[Feature] Code implementation of Async Scheduler (#924)

cychiuak · web-flow · commit ae065847bdc0 · 2025-10-30T13:08:03.000-07:00
Signed-off-by: cychiuak &lt;andersonchiu@google.com&gt;
diff --git a/tests/e2e/test_async_scheduler.py b/tests/e2e/test_async_scheduler.py
@@ -0,0 +1,197 @@
+from __future__ import annotations
+
+import random
+import string
+import time
+
+import pytest
+from vllm import LLM, SamplingParams
+
+
+@pytest.fixture
+def sampling_config():
+    return SamplingParams(temperature=0,
+                          max_tokens=120,
+                          ignore_eos=True,
+                          repetition_penalty=1,
+                          frequency_penalty=0,
+                          presence_penalty=0,
+                          min_p=0,
+                          logprobs=None)
+
+
+@pytest.fixture
+def model_name():
+    return "Qwen/Qwen2.5-1.5B-Instruct"
+
+
+def get_test_prompts():
+    """
+    Generates a list of prompts with a specific word count,
+
+    Args:
+        num_prompts: The number of prompts to generate.

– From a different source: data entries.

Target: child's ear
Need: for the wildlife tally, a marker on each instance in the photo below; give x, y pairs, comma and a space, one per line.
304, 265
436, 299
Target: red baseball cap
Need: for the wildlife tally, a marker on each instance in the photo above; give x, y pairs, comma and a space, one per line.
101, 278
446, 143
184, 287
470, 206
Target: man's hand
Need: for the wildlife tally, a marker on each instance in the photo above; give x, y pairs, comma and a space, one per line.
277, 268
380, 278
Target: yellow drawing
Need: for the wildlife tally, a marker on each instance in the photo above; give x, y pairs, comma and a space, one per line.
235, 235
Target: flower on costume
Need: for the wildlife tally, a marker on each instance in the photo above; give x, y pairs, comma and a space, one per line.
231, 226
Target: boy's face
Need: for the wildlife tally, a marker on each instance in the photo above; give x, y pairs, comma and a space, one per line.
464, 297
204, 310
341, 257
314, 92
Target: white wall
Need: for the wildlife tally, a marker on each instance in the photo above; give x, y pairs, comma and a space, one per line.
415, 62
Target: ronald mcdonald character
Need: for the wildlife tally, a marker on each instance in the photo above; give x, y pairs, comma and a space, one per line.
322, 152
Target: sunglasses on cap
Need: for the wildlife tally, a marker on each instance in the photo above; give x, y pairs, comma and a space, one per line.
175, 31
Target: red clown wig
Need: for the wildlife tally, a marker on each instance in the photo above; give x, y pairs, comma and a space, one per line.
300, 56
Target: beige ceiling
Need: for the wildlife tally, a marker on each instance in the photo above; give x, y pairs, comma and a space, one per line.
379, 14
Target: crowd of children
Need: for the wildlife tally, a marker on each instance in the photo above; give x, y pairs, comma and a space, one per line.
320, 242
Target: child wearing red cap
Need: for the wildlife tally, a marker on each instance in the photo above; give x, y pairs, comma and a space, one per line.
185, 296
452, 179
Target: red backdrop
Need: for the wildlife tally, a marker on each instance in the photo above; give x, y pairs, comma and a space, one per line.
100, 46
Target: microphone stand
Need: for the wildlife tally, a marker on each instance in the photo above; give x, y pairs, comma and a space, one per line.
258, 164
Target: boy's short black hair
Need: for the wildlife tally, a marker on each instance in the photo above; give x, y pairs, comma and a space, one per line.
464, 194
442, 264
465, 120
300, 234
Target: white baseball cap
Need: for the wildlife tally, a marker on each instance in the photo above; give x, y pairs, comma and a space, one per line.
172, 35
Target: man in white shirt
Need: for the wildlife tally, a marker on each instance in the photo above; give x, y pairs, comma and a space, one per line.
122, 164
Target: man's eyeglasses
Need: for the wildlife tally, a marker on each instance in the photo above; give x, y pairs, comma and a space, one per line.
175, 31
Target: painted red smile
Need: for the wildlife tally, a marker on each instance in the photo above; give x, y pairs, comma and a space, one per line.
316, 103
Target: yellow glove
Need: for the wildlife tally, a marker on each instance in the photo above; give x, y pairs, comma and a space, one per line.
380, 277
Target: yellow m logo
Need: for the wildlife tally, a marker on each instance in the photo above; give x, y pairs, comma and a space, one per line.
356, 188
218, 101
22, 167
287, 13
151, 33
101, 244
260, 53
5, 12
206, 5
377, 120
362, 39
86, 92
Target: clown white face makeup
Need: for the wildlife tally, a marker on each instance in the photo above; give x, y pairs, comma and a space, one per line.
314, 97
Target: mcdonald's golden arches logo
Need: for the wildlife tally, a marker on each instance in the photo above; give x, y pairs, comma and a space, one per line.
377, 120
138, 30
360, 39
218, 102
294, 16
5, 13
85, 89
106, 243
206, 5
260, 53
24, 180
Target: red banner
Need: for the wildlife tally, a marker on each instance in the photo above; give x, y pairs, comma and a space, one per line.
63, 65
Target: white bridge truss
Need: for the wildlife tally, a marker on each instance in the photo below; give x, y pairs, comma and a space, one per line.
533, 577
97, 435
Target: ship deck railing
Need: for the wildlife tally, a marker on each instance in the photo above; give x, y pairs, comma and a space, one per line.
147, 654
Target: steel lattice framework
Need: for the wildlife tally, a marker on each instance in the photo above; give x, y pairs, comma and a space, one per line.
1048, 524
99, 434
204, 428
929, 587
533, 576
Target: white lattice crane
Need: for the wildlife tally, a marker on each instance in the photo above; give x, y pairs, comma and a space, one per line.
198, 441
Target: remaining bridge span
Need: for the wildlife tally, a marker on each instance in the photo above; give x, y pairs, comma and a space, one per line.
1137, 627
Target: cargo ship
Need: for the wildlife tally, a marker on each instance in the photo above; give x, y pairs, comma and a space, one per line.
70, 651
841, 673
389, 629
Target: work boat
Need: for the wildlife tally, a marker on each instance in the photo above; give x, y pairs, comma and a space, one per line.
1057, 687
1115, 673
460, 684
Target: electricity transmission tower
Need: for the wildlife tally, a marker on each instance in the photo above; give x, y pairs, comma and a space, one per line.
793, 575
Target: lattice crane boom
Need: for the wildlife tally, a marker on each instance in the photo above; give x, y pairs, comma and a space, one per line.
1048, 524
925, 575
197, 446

+        input_len_words: The total number of words for each prompt.
+
+    Returns:
+        A list of strings with number of prompts = num_prompts and
+        The total number of words for each prompt = input_len_words.
+    """
+    num_prompts = 500
+    input_len_words = 120
+    prompts = []
+
+    # For example w = 's'
+    # The generated prompt will be Keep repeating: s s s ...
+    num_repetitions = input_len_words
+    prefix = "Keep repeating: "
+
+    for _ in range(num_prompts):
+        # 1. Pick a random lowercase letter
+        w = random.choice(list(string.ascii_lowercase))
+
+        # 2. Create the string of repeated words
+        #    This will have (num_repetitions) words
+        repeating_part = " ".join([w] * num_repetitions)
+
+        # 3. Combine with the prefix (if any)
+        print(f"{prefix}{repeating_part}")
+        prompts.append(f"{prefix}{repeating_part}")
+
+    return prompts
+
+
+def _test_performance_helper(monkeypatch: pytest.MonkeyPatch,
+                             sampling_config: SamplingParams, model_name: str,
+                             min_speedup: float):
+    '''
+    Helper function to test async scheduler decoding performance.
+    Compares timing between reference LLM and async LLM using Qwen2.5-1.5B.
+    '''
+
+    with monkeypatch.context():
+        # Use a smaller set of prompts for performance testing
+        test_prompts = get_test_prompts()  # num_prompts=100, input_len=120
+
+        # Test reference LLM timing
+        ref_llm = LLM(model=model_name,
+                      max_model_len=800,
+                      max_num_seqs=24,
+                      max_num_batched_tokens=512,
+                      enable_prefix_caching=False,
+                      async_scheduling=0)
+
+        start_time = time.time()
+        _ = ref_llm.generate(test_prompts, sampling_config)
+        ref_time = time.time() - start_time
+
+        del ref_llm
+        # Waiting for TPUs to be released
+        time.sleep(10)
+
+        # # Test async LLM timing with max_num_seqs=256
+        async_llm = LLM(model=model_name,
+                        max_model_len=800,
+                        max_num_seqs=24,
+                        max_num_batched_tokens=512,
+                        enable_prefix_caching=False,
+                        async_scheduling=1)
+
+        start_time = time.time()
+        _ = async_llm.generate(test_prompts, sampling_config)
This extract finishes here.